MET uses the client’s own muscle contraction against resistance to improve flexibility, reduce tone, and restore function. It’s an active technique — the client participates directly. MET is based on principles from Proprioceptive Neuromuscular Facilitation (PNF).
| PIR | Post-Isometric Relaxation. Client contracts the target muscle, then relaxes. Therapist moves the limb into a deeper stretch. |
| RI | Reciprocal Inhibition. Client contracts the opposing muscle, neurologically inhibiting the target muscle to allow it to relax and lengthen. |
| Isometric | Client contracts without movement, used to reset neuromuscular tone or reduce hypertonicity. |
| Isotonic | Client contracts while movement occurs. Concentric shortens under load; eccentric lengthens under load. |
Frictions are short, precise, cross-fibre movements applied to soft tissue where adhesions or scar tissue are present. Apply deep, localised pressure and move across the fibres — not along them.

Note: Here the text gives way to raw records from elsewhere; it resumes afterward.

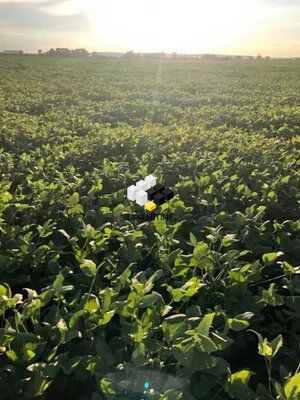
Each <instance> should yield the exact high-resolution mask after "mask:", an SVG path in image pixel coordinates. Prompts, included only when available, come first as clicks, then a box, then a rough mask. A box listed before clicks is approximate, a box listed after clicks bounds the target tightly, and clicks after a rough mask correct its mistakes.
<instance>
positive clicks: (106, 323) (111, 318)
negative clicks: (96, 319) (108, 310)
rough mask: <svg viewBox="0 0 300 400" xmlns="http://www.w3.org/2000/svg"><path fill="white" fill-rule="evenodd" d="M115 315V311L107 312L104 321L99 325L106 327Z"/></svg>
mask: <svg viewBox="0 0 300 400" xmlns="http://www.w3.org/2000/svg"><path fill="white" fill-rule="evenodd" d="M114 315H115V310H111V311H107V312H106V313H105V314H104V316H103V318H102V320H101V321H100V323H99V325H106V324H108V323H109V321H110V320H111V319H112V317H113V316H114Z"/></svg>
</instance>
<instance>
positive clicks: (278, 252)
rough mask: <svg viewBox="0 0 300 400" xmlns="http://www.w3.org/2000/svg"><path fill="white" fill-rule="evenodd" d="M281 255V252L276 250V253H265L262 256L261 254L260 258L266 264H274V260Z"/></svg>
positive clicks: (276, 259) (281, 254)
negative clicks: (260, 258) (263, 254)
mask: <svg viewBox="0 0 300 400" xmlns="http://www.w3.org/2000/svg"><path fill="white" fill-rule="evenodd" d="M282 255H283V252H282V251H278V252H277V253H265V254H264V255H263V256H262V259H263V262H264V263H265V264H266V265H270V264H274V262H275V261H276V260H278V258H279V257H280V256H282Z"/></svg>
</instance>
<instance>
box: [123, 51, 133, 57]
mask: <svg viewBox="0 0 300 400" xmlns="http://www.w3.org/2000/svg"><path fill="white" fill-rule="evenodd" d="M133 57H134V52H133V51H132V50H130V51H127V52H126V53H125V54H124V58H133Z"/></svg>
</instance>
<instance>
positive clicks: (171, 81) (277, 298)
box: [0, 56, 300, 400]
mask: <svg viewBox="0 0 300 400" xmlns="http://www.w3.org/2000/svg"><path fill="white" fill-rule="evenodd" d="M299 66H300V64H299V61H297V60H295V61H291V60H264V61H263V62H260V61H252V60H251V61H247V60H238V61H236V60H235V61H226V62H220V61H208V60H197V61H190V60H164V61H150V60H147V61H146V60H127V59H104V58H60V57H57V58H56V57H37V56H32V57H31V56H26V57H16V56H1V57H0V177H1V179H0V304H1V307H0V316H1V321H0V399H15V400H18V399H20V400H21V399H22V400H24V399H40V400H48V399H53V398H55V397H58V398H61V399H80V400H88V399H92V400H104V399H110V400H112V399H120V400H121V399H124V398H126V399H127V398H128V399H140V398H141V396H142V395H143V391H144V395H145V396H146V395H147V396H148V397H146V398H153V399H161V400H179V399H181V400H213V399H214V400H230V399H236V400H299V398H300V397H299V396H300V372H299V360H300V333H299V332H300V325H299V315H300V279H299V273H300V265H299V259H300V220H299V193H300V191H299V188H300V184H299V183H300V181H299V175H300V173H299V171H300V169H299V148H300V138H299V132H300V68H299ZM149 174H151V175H154V176H155V177H156V178H157V181H158V182H160V183H164V184H166V185H167V186H169V187H171V188H172V189H173V190H174V192H175V197H174V198H173V199H171V200H170V201H168V202H167V203H165V204H163V205H162V206H160V207H158V209H157V210H156V211H154V212H153V213H148V212H147V211H145V210H144V209H143V208H142V207H140V206H138V205H136V204H135V203H134V202H130V201H129V200H127V199H126V188H127V187H128V186H130V185H132V184H134V183H135V182H137V181H139V180H140V179H144V178H145V176H146V175H149ZM127 370H128V371H132V370H133V371H135V372H134V374H133V376H135V377H136V378H135V379H136V382H134V383H133V382H132V379H133V378H132V376H131V378H130V379H129V378H128V379H127V380H126V379H124V382H127V383H126V385H127V386H126V390H125V389H124V386H122V385H121V384H120V382H118V384H116V383H115V382H113V381H112V380H111V379H110V376H111V375H110V374H113V373H117V372H118V371H127ZM143 371H152V373H153V374H154V372H155V373H157V374H161V376H162V377H167V376H169V379H166V378H162V379H160V380H159V379H157V381H156V380H155V381H154V378H153V382H150V381H149V382H150V383H148V381H147V382H146V381H145V382H143V378H141V376H143V375H142V374H143ZM147 373H149V372H147ZM139 374H140V375H139ZM145 374H146V372H145ZM150 375H151V374H150ZM150 375H149V376H150ZM145 376H146V375H145ZM151 376H152V375H151ZM153 376H154V375H153ZM174 378H175V379H174ZM155 379H156V378H155ZM176 379H177V383H178V382H180V380H184V381H185V382H188V385H187V387H185V388H184V389H180V387H179V386H178V387H175V386H174V385H175V383H174V382H176ZM122 382H123V381H122ZM124 382H123V383H124ZM123 383H122V384H123ZM139 384H140V385H141V387H139V388H138V389H137V388H136V385H137V386H138V385H139ZM124 385H125V383H124ZM145 385H149V386H145ZM151 385H152V386H151ZM148 388H149V391H148ZM146 389H147V390H146ZM145 390H146V392H145ZM150 390H152V392H150Z"/></svg>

Use sparingly — frictions are intense and can irritate tissue if overused. Avoid on acute inflammation or open wounds.
Choosing the right tool:
| Tissue feels tight, restricted, “stuck” | FMT — movement under pressure |
| Localised tender spot with referral | TPT — sustained pressure |
| Muscle feels hypertonic, won’t relax | MET — contract-relax to reset tone |
| Scar tissue, adhesion, fibrosis | Frictions — cross-fibre to remodel |
In practice, you’ll often use more than one technique in a single session. The order depends on what you find and how the tissue responds. There’s no formula — only what works for this client, right now.
Red flags are warning signs that something may be outside your scope of practice or require medical investigation before treatment can safely proceed. Recognising them is part of your clinical responsibility.
Stop and refer if you see any of the following:
- Persistent, worsening pain that doesn’t ease in any position — especially at night
- Severe, localised pain following recent trauma
- Intense, sharp, shooting, or burning pain along the spine
- Unexplained muscle weakness or sudden loss of strength
- Loss of bowel or bladder control
- Neck or back pain worsened by coughing, sneezing, or flexion
- Dizziness, nausea, fainting, or blackouts linked to neck pain or headaches
- Sudden, severe headache unlike any before
- Swelling in the legs or extremities
- History of cancer with new or worsening musculoskeletal pain
- Unexplained weight loss, prolonged fatigue, or persistent fevers
- Shortness of breath with minimal exertion
- Significant mood disturbances, confusion, or personality changes
- Recent undiagnosed trauma — do not treat the affected area until medically cleared
When you identify a red flag: do not proceed. Advise the client to seek medical assessment. Document your findings and your advice. If they return with medical clearance, reassess before proceeding.
The rule: If you are not sure, do not treat. Refer.